When he had to return to university his parents, Kellie and Steve, took over before the farm was leased. Looking for his third-year placement Connor approached Wellsford farmer, Gordon Levet.
“I’d never met him but I had done fun runs on his farm,” he says.
“It was a short conversation, where I said I was Kellie and Steve’s kid and wanted to do my practical and he said, ‘Yup’.”
Connor didn’t know it but Gordon, 84, a highly successful Romney breeder, also has dyslexia.
“I was made to read in front of a headmaster and that gave me a complex,” Gordon says.
“The captions on the television are too quick for me to read but I have no problems with maths. The connection between the eye and the brain is the problem.
“I’m one of those people who tend to think a bit differently.”
He had heard of Connor from local GP Tim Molloy and had no hesitation in taking him on. Now Connor is working full-time on his Kiketangeo Stud with Gordon hopeful that he will eventually take it over.
The plan, worked out over a cup of tea, is that he’ll work a year or two on the management of the flock, taking a proportion of the profits as an incentive. That way he’ll be able to buy up to 50% of the stud and take over its management.
“It’ll be fine-tuned over the next year or two.”
Gordon says he had been in a quandary about what to do with his stud but believes Connor will be able to take it to the next stage.

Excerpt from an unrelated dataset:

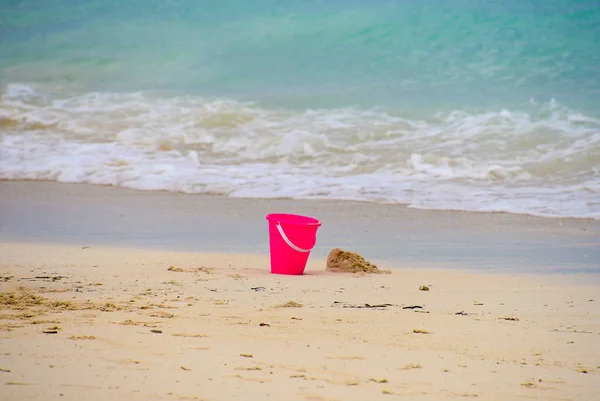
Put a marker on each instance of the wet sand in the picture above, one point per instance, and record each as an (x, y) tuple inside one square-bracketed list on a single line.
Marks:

“There are better ways of doing things,” he says.
Part of the almost 600ha was settled in 1874 by his grandfather and great uncle, which is now owned by his three daughters who won’t sell the farm. Nine hundred stud ewes are mated every year and an annual ram sale of 115-130 animals held. The records of the stud date back to the 1950s when Gordon designed his own card index system, however this has now been replaced with use of SIL recording.
There’s a commercial flock of 500 which begin lambing on August 25 with their offspring taken through to be sold as hoggets. As well as Gordon’s beloved Romneys, bred for worm and facial eczema resistance, there are also smaller studs of Suffolks, Southdowns and Suffolks crossed with Texels.

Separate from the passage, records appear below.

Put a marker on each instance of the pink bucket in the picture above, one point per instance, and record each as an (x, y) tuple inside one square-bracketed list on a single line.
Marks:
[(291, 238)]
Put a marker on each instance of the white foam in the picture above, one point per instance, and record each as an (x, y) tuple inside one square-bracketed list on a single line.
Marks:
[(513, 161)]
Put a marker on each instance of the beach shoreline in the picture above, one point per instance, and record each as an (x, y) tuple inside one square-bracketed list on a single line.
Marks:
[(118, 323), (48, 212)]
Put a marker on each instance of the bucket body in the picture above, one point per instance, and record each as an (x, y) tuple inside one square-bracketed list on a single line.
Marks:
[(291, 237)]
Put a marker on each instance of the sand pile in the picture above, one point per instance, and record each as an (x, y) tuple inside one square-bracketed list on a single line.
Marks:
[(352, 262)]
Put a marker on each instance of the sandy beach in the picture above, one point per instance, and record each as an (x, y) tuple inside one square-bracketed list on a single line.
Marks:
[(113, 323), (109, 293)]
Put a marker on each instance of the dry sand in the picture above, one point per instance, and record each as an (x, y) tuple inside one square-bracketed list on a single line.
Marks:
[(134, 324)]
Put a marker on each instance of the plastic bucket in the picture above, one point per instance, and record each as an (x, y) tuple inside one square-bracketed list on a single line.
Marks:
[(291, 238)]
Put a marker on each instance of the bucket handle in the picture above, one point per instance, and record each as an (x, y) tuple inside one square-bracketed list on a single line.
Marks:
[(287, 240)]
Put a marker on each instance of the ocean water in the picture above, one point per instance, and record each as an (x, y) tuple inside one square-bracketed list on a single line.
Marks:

About 450 beef cattle are wintered.
“They’re mainly Hereford, Angus or crosses,” Connor says.
“There’s everything.”
After a cow on the farm had three sets of triplets in three calvings, semen from one of the bull calves has been used in the United States for research into cattle ovulation rates, creating work for a number of scientists which could continue for several years.
Gordon is also well known in farm forestry circles having planted trees for timber, erosion control and aesthetics for almost seven decades.
Connor says the job is the perfect one for him.
“I was good and ready to leave university,” he says.
“I needed to get outside and away from a computer. Here farming keeps you thinking but you’re still in touch with science.”
Only two of his classmates have ended up in shepherding jobs with most going into dairying, rural banking or becoming fertiliser company reps.
His partner, Sephrah Rayner, who he met at Lincoln University, is completing her PhD in soil science and has moved north to join him on the farm.
“It’s the first time we’ve had a doctor on the farm,” Gordon says.
Connor’s now training his three dogs, Speight, Pip and Rock, the latter a good swap for a box of beer after being picked on by other dogs. And off-farm he’s keen on duck shooting and the fishing variety of the Kaipara Harbour, Bay of Islands and Northland.
In September he’s set to take back the lease of his grandfather’s farm, running it while still working on Gordon’s farm.
“I’ll be doing dairy farmer’s hours, getting up 4am to go there before coming back here,” he says.
But he’s very much looking forward to the challenge.